Darwin City Waterfront - Convention Centre


10th Assembly


5. Darwin City Waterfront - Convention Centre

Ms Carney to MINISTER for Infrastructure and Transport


So, the total costs for Territorians to run and maintain the Convention Centre will be at least $75 million:

1. What will the Territory have to pay to get the Convention Centre back into our control after 25 years.
2. What is the proposed operational life of the Convention Centre. More than Twenty five years.
3. Are there any standards as to what condition the convention Centre has to be in for the Territory to take back control of it.


Answered on 24/02/2006

Q1 DCEC Operations
    Costs to Territorians to operate the Convention Centre are based on actual performance against budgeted performance. The budget is set by the Territory in conjunction with the operator. The Territory is not obligated to budget any more than the base case business model.

From the first stabilised year of operation onwards (2012) the budgeted operational contribution is estimated to be in the order of $2.5M per annum.

Both the Concession Holder and the Operator are highly motivated to outperform by way of incentives and deductions based upon (1) Base case threshold numbers for international and national delegates, and (2) achievement of operating KPI’s. The Concession Holder’s equity is at risk for delegate performance and the operators management fee is at risk for achieving operating KPI’s.

Both the operator and the Concession Holder are incentivised to outperform through an incentive payment based on minimum delegate numbers.

DCEC Maintenance

The cost to maintain the Convention Centre asset is built into the Territory Payment and is based on a fixed sum (indexed) for maintenance and capital replacement.

Q2 The Territory pays $1 at the end of the 25 year Concession period. The asset then reverts to Territory ownership and control.

Q3 The DCEC is designed to have an operational life in excess of the 25 yr Concession Period. Subject to market requirements at the time, it is to be expected the DCEC will be operational far in excess of this timeframe. The asset when handed back to the Territory in year 25 for $1 will be “as new”.

Q4 There are stringent standards by way of an integrated and comprehensive asset maintenance plan.
    The Concession Holder is required to maintain the total asset including replacement of major capital plant and equipment at regular planned intervals.
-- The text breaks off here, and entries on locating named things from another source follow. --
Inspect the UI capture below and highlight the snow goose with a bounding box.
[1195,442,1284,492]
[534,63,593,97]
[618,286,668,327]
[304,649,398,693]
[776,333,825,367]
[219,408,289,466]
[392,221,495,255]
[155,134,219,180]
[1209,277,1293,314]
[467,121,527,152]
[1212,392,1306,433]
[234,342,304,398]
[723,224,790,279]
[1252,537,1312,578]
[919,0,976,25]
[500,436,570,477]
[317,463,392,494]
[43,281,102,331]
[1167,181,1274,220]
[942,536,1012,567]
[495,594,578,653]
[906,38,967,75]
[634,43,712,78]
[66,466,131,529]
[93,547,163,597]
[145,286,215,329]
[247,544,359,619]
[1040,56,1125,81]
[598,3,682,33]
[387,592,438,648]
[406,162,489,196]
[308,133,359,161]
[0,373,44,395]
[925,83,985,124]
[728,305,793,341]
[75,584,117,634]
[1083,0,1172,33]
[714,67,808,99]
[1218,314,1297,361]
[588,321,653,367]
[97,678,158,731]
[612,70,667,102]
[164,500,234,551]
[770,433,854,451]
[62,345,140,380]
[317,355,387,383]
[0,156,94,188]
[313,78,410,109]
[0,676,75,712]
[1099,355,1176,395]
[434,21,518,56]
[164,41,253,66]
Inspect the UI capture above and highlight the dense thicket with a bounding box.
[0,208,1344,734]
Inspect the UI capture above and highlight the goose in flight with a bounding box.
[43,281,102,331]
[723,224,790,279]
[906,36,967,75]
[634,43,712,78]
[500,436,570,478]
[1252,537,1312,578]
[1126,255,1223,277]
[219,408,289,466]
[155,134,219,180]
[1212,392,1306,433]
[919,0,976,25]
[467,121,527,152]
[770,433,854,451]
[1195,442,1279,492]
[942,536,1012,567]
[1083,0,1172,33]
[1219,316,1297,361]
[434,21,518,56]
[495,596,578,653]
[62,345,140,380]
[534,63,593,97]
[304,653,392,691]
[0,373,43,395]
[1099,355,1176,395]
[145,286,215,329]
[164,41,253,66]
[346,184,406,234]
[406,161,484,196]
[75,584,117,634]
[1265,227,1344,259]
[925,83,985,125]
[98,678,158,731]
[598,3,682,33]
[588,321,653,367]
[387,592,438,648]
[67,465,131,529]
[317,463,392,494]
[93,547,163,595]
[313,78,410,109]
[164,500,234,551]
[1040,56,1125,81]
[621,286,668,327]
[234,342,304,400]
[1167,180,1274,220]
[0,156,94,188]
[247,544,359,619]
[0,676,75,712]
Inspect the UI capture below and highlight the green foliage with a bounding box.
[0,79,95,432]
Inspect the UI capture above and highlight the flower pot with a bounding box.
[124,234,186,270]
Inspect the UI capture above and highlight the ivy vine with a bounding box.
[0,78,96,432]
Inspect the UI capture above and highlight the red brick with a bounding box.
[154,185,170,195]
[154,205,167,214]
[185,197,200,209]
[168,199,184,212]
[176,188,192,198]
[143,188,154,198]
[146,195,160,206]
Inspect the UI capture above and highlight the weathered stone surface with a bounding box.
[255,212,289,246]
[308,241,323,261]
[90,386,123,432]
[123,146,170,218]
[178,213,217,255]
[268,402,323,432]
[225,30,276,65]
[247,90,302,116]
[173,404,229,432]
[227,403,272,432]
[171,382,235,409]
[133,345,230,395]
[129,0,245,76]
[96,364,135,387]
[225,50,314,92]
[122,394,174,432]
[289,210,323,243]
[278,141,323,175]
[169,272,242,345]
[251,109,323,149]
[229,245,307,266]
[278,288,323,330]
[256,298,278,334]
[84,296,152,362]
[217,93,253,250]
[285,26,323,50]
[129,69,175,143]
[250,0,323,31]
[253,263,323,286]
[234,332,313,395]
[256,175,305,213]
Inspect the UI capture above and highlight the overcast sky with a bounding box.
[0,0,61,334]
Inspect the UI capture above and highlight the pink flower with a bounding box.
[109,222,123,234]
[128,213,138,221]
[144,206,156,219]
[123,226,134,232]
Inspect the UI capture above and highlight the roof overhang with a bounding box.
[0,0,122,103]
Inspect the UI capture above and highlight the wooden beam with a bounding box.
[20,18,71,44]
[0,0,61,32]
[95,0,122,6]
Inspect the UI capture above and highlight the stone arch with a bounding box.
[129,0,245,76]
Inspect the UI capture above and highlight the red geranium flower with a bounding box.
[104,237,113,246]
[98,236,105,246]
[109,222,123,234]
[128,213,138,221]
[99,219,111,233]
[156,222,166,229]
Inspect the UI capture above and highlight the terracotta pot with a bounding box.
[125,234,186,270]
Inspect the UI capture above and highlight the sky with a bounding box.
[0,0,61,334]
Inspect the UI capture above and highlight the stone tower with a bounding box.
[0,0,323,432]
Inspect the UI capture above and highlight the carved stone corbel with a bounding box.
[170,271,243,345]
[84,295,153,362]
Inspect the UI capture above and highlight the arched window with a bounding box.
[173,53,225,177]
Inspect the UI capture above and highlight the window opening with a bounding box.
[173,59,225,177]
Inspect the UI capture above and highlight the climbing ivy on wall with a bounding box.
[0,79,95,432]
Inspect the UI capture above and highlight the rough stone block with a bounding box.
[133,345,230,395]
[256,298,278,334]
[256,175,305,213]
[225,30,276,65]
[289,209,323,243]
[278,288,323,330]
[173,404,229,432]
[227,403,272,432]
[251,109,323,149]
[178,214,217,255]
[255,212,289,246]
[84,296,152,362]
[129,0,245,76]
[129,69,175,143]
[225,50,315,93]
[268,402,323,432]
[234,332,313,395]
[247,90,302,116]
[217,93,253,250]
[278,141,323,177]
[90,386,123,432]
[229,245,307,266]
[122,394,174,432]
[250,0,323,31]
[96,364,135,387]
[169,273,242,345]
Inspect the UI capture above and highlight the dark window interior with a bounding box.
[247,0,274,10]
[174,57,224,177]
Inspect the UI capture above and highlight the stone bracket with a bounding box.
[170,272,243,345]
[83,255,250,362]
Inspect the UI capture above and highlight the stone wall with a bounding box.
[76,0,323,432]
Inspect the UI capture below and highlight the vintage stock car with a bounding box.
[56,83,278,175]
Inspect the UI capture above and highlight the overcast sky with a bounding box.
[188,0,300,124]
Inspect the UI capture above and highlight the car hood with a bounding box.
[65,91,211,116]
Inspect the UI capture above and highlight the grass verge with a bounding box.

    Under the Concession Deed, the Concession Holder must also replace at its risk any major plant and equipment items which fail before their planned replacement date.

    The Concession Holder is highly motivated to maintain the asset by way of severe deductions to its daily payment if a functional space is not available for normal use. This can be as high as 75% of the total payment due.

    As a further control, the Territory will conduct an asset audit 3 years prior to the expiry of the Concession Period. The Concession holder is obliged to rectify any plant and equipment assessed as not being to the required standard and is also required to provide a Bank Guarantee to the value of the outstanding items from the asset audit. Should the Concession Holder not rectify outstanding items the Bank Guarantee is available to the Territory to undertake the works.